Bucknell Receives Grant to Grow Association for Computing Machinery-Women

ACM-W Board: Cristal Hermasillo, Sierra Magnotta, Anushikha Sharma, Professor Darakhshan Mir, Laura Poulton, Tongyu Yang

ACM-W Board: Cristal Hermasillo ’17, Sierra Magnotta ’18, Anushikha Sharma, Professor Darakhshan Mir, Laura Poulton ’18, Tongyu Yang ’18

By Sean Gilchrist ’17, Staff Writer

The National Center for Women & Information Technology (NCWIT) has awarded Bucknell’s new chapter of the Association for Computing Machinery-Women (ACM-W) with a $3000 grant to be used as a startup seed fund. The grant will allow for the growth and development of Bucknell’s ACM-W, a student group that aims to mentor and inspire women in computer science.
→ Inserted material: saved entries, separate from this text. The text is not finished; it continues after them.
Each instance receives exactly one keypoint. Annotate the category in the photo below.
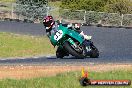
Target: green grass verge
(12, 45)
(66, 80)
(8, 1)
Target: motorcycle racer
(51, 27)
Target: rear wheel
(94, 52)
(72, 51)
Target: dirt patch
(19, 72)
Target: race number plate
(58, 35)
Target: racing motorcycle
(70, 42)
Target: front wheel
(72, 51)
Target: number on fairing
(58, 35)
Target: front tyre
(72, 51)
(94, 52)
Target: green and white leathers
(71, 42)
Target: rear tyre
(59, 53)
(94, 53)
(72, 51)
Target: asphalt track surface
(114, 44)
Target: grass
(8, 1)
(66, 80)
(12, 45)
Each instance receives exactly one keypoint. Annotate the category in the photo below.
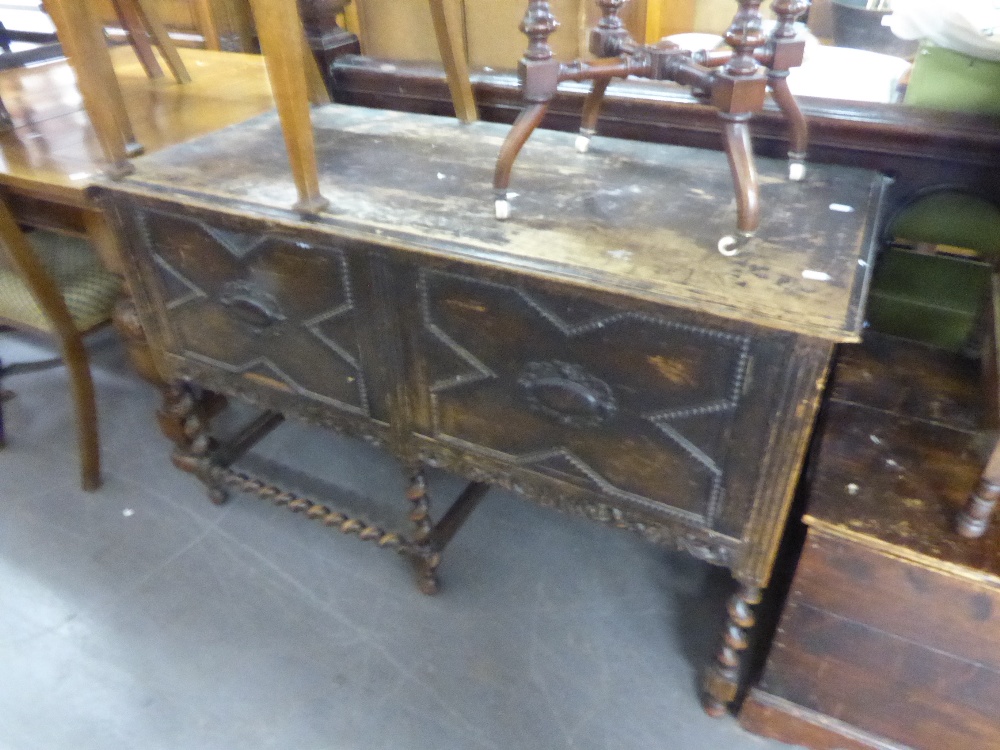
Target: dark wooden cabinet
(889, 636)
(595, 353)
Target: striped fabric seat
(89, 290)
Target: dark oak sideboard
(594, 353)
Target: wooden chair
(297, 82)
(82, 38)
(63, 293)
(963, 219)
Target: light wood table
(52, 154)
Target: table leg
(722, 677)
(424, 556)
(82, 39)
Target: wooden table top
(902, 449)
(53, 152)
(635, 218)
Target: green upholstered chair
(940, 299)
(59, 290)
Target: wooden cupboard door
(253, 302)
(650, 409)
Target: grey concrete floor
(141, 616)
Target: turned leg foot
(975, 517)
(424, 558)
(425, 565)
(185, 418)
(722, 678)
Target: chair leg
(283, 45)
(3, 393)
(974, 518)
(88, 442)
(83, 41)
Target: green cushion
(89, 290)
(933, 299)
(952, 218)
(944, 79)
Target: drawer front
(642, 408)
(273, 310)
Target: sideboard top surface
(629, 217)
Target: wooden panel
(883, 683)
(938, 610)
(609, 398)
(427, 182)
(896, 482)
(269, 308)
(770, 716)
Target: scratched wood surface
(889, 634)
(901, 452)
(636, 218)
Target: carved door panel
(275, 311)
(655, 410)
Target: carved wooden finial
(538, 25)
(609, 14)
(787, 13)
(745, 35)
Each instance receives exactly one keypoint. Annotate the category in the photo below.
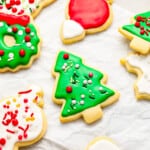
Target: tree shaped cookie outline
(74, 28)
(138, 32)
(84, 94)
(23, 121)
(139, 65)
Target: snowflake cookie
(22, 121)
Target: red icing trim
(12, 19)
(25, 92)
(89, 13)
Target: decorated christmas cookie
(80, 89)
(139, 64)
(22, 121)
(85, 17)
(102, 143)
(19, 42)
(138, 32)
(20, 7)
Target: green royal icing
(11, 57)
(136, 30)
(75, 74)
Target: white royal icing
(143, 63)
(103, 145)
(33, 115)
(25, 5)
(71, 29)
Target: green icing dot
(136, 30)
(11, 57)
(87, 91)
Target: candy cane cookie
(19, 42)
(20, 7)
(22, 121)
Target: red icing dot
(22, 52)
(12, 2)
(31, 1)
(14, 29)
(66, 56)
(139, 18)
(2, 141)
(16, 111)
(21, 12)
(17, 2)
(142, 32)
(137, 24)
(90, 74)
(27, 38)
(1, 52)
(20, 137)
(89, 14)
(27, 29)
(8, 6)
(25, 135)
(15, 122)
(26, 101)
(68, 89)
(14, 9)
(1, 7)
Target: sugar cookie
(19, 42)
(85, 17)
(80, 89)
(139, 64)
(22, 121)
(21, 7)
(138, 32)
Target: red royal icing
(12, 19)
(89, 13)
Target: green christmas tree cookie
(138, 32)
(80, 89)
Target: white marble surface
(127, 122)
(134, 5)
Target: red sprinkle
(17, 2)
(12, 132)
(25, 100)
(2, 141)
(137, 24)
(1, 52)
(20, 137)
(14, 29)
(139, 18)
(90, 74)
(8, 6)
(22, 52)
(14, 9)
(27, 38)
(68, 89)
(31, 1)
(15, 122)
(27, 29)
(66, 56)
(142, 32)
One of only seven recipients, Bucknell was selected from a pool of applicants from many colleges and universities within the United States. The Bucknell chapter of ACM-W consists of around 20 active members, and plans to continue recruiting members and serving students through several academic and social programs throughout the semester. Initiatives for this year include a diversity panel where students can ask questions to alumni, professors and their peers who have been actively involved in the STEM disciplines and a peer mentoring program that pairs first-year students with upperclassmen. Additionally, the startup seed fund will fund mentor training, weekly lunches, mini-hackathons, bonding activities and tutoring sessions.
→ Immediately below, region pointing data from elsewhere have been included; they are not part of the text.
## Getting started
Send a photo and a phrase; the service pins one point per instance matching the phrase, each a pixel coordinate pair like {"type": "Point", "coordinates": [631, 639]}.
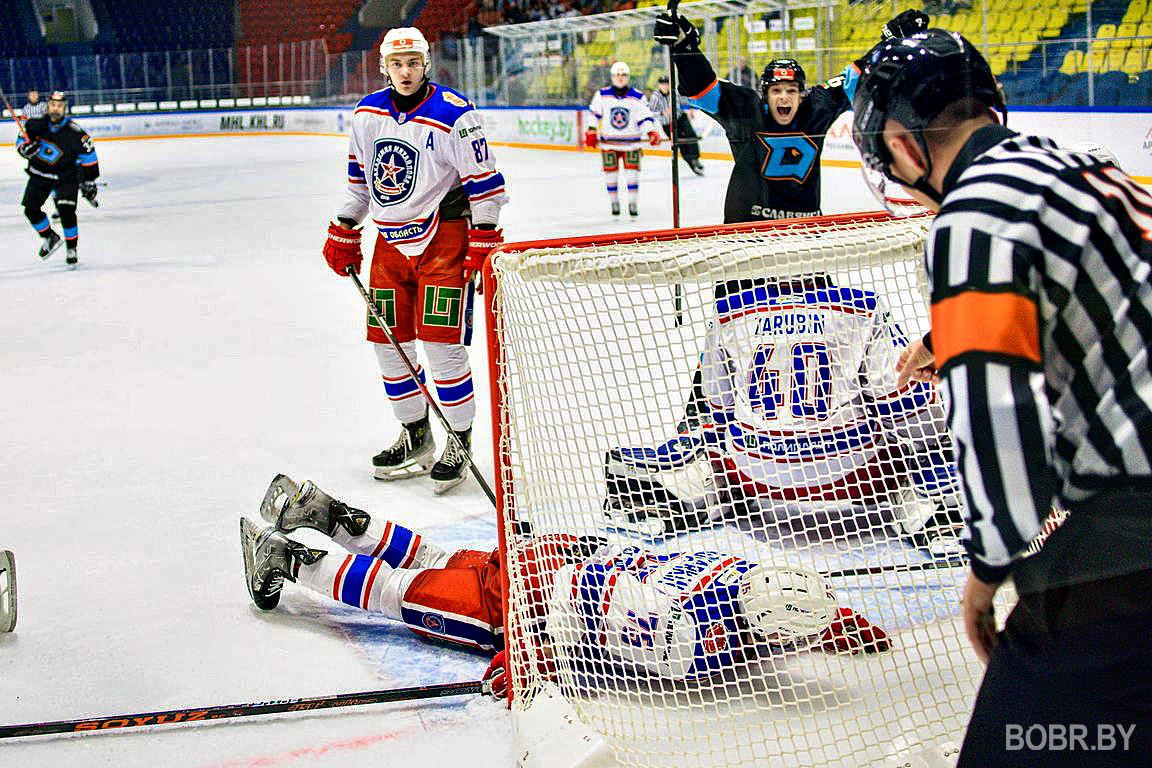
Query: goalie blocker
{"type": "Point", "coordinates": [7, 591]}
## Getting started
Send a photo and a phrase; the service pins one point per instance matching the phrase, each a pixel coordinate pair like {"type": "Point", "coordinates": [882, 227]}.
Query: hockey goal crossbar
{"type": "Point", "coordinates": [232, 711]}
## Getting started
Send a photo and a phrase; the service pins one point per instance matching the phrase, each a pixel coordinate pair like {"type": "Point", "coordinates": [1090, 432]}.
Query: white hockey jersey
{"type": "Point", "coordinates": [672, 615]}
{"type": "Point", "coordinates": [622, 121]}
{"type": "Point", "coordinates": [401, 166]}
{"type": "Point", "coordinates": [801, 380]}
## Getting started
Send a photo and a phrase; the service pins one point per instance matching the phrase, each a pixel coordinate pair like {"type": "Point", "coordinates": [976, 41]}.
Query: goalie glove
{"type": "Point", "coordinates": [906, 24]}
{"type": "Point", "coordinates": [676, 31]}
{"type": "Point", "coordinates": [88, 190]}
{"type": "Point", "coordinates": [480, 242]}
{"type": "Point", "coordinates": [341, 250]}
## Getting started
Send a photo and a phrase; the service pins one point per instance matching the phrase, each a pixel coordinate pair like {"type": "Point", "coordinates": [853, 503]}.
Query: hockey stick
{"type": "Point", "coordinates": [424, 390]}
{"type": "Point", "coordinates": [677, 290]}
{"type": "Point", "coordinates": [7, 591]}
{"type": "Point", "coordinates": [202, 714]}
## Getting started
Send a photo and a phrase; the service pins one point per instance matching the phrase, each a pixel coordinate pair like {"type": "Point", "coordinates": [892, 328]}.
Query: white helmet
{"type": "Point", "coordinates": [404, 39]}
{"type": "Point", "coordinates": [786, 605]}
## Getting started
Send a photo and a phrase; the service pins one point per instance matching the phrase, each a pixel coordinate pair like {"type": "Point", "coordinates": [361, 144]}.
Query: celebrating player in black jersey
{"type": "Point", "coordinates": [777, 132]}
{"type": "Point", "coordinates": [61, 161]}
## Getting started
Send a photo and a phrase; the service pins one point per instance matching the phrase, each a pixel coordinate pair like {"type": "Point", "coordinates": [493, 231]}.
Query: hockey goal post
{"type": "Point", "coordinates": [588, 356]}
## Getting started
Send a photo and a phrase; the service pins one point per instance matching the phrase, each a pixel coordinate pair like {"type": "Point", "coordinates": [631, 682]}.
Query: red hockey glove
{"type": "Point", "coordinates": [850, 632]}
{"type": "Point", "coordinates": [497, 675]}
{"type": "Point", "coordinates": [342, 249]}
{"type": "Point", "coordinates": [480, 243]}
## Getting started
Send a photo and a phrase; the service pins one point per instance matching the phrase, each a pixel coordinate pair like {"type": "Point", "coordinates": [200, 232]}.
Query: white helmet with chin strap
{"type": "Point", "coordinates": [404, 39]}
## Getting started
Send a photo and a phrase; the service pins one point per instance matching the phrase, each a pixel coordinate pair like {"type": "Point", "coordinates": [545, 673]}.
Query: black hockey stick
{"type": "Point", "coordinates": [424, 390]}
{"type": "Point", "coordinates": [677, 290]}
{"type": "Point", "coordinates": [202, 714]}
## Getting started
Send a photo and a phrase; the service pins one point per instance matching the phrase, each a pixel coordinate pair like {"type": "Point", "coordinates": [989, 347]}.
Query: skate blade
{"type": "Point", "coordinates": [441, 487]}
{"type": "Point", "coordinates": [402, 472]}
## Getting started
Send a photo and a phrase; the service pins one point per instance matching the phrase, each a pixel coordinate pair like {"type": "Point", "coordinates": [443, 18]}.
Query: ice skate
{"type": "Point", "coordinates": [448, 471]}
{"type": "Point", "coordinates": [289, 507]}
{"type": "Point", "coordinates": [410, 456]}
{"type": "Point", "coordinates": [270, 557]}
{"type": "Point", "coordinates": [50, 243]}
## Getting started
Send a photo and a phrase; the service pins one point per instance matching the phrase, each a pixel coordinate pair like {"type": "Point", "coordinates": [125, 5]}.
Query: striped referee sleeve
{"type": "Point", "coordinates": [986, 336]}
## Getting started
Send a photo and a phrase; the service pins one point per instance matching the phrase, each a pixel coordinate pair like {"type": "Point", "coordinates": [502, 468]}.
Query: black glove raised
{"type": "Point", "coordinates": [906, 24]}
{"type": "Point", "coordinates": [675, 30]}
{"type": "Point", "coordinates": [88, 189]}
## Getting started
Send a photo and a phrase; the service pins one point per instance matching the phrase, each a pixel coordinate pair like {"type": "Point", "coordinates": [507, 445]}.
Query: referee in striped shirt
{"type": "Point", "coordinates": [1039, 261]}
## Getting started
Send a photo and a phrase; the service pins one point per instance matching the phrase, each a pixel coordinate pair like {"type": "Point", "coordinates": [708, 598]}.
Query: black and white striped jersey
{"type": "Point", "coordinates": [1041, 321]}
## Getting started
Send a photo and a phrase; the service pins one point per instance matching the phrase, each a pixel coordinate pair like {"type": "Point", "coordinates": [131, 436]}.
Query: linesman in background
{"type": "Point", "coordinates": [61, 162]}
{"type": "Point", "coordinates": [1039, 263]}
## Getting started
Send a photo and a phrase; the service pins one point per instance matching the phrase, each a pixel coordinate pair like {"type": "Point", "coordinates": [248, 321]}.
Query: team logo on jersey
{"type": "Point", "coordinates": [618, 118]}
{"type": "Point", "coordinates": [394, 166]}
{"type": "Point", "coordinates": [442, 305]}
{"type": "Point", "coordinates": [788, 158]}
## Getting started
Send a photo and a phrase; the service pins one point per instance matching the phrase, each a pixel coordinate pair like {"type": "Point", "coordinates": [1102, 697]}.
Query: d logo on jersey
{"type": "Point", "coordinates": [788, 157]}
{"type": "Point", "coordinates": [394, 165]}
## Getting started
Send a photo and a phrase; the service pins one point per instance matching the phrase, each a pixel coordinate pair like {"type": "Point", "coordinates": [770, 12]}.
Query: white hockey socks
{"type": "Point", "coordinates": [453, 377]}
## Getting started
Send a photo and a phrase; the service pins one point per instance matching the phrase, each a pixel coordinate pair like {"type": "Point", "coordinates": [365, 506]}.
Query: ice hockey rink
{"type": "Point", "coordinates": [150, 395]}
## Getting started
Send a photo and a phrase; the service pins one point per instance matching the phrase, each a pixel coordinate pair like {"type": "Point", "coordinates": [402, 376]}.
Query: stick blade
{"type": "Point", "coordinates": [7, 591]}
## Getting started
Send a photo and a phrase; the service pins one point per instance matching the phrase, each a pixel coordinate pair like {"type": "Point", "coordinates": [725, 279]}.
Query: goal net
{"type": "Point", "coordinates": [703, 459]}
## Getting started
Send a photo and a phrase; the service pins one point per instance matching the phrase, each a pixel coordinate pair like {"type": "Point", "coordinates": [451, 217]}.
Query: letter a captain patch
{"type": "Point", "coordinates": [385, 299]}
{"type": "Point", "coordinates": [441, 306]}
Sponsored by Google.org, the gift recognizes the hard work and energetic initiatives of the dedicated ACM-W student leaders: President Anushikha Sharma ’18, computer science & engineering and women’s & gender studies; Vice President Laura Poulton ’18, computer engineering; Treasurer Cristal Hermosillo ’17, computer science; Secretary Sierra Magnotta ’18, linguistics; and Outreach Liaison Tongyu Yang ’18, computer science & engineering.

“ACM-W at Bucknell is an example of what students can do when they are dedicated to improving their and their fellow students’ learning experiences — when they take matters in their own hands,” said Professor Darakhshan Mir, computer science, the ACM-W faculty adviser. “The current ACM-W leaders envision ACM-W as a vehicle to create a more inclusive environment in computer science, and as an expression of commitment by our community of students to inclusivity in computing, whether they are women or not. In fact, I am delighted by the words of support I have been receiving from male students on the accomplishments of ACM-W. The entire community has an important role to play here, and ACM-W intends to include everyone. I am looking forward to working with them on these initiatives.”

Women currently comprise 20 percent of the software workforce and similarly, only about 20 percent of computer science majors at the University. This year’s programs will help build ACM-W as an organization where students find support and encouragement among their peers. The organization is open not only to women but to all students who might find interest in computer science or who want to support the organization as allies, whether they identify as women or not.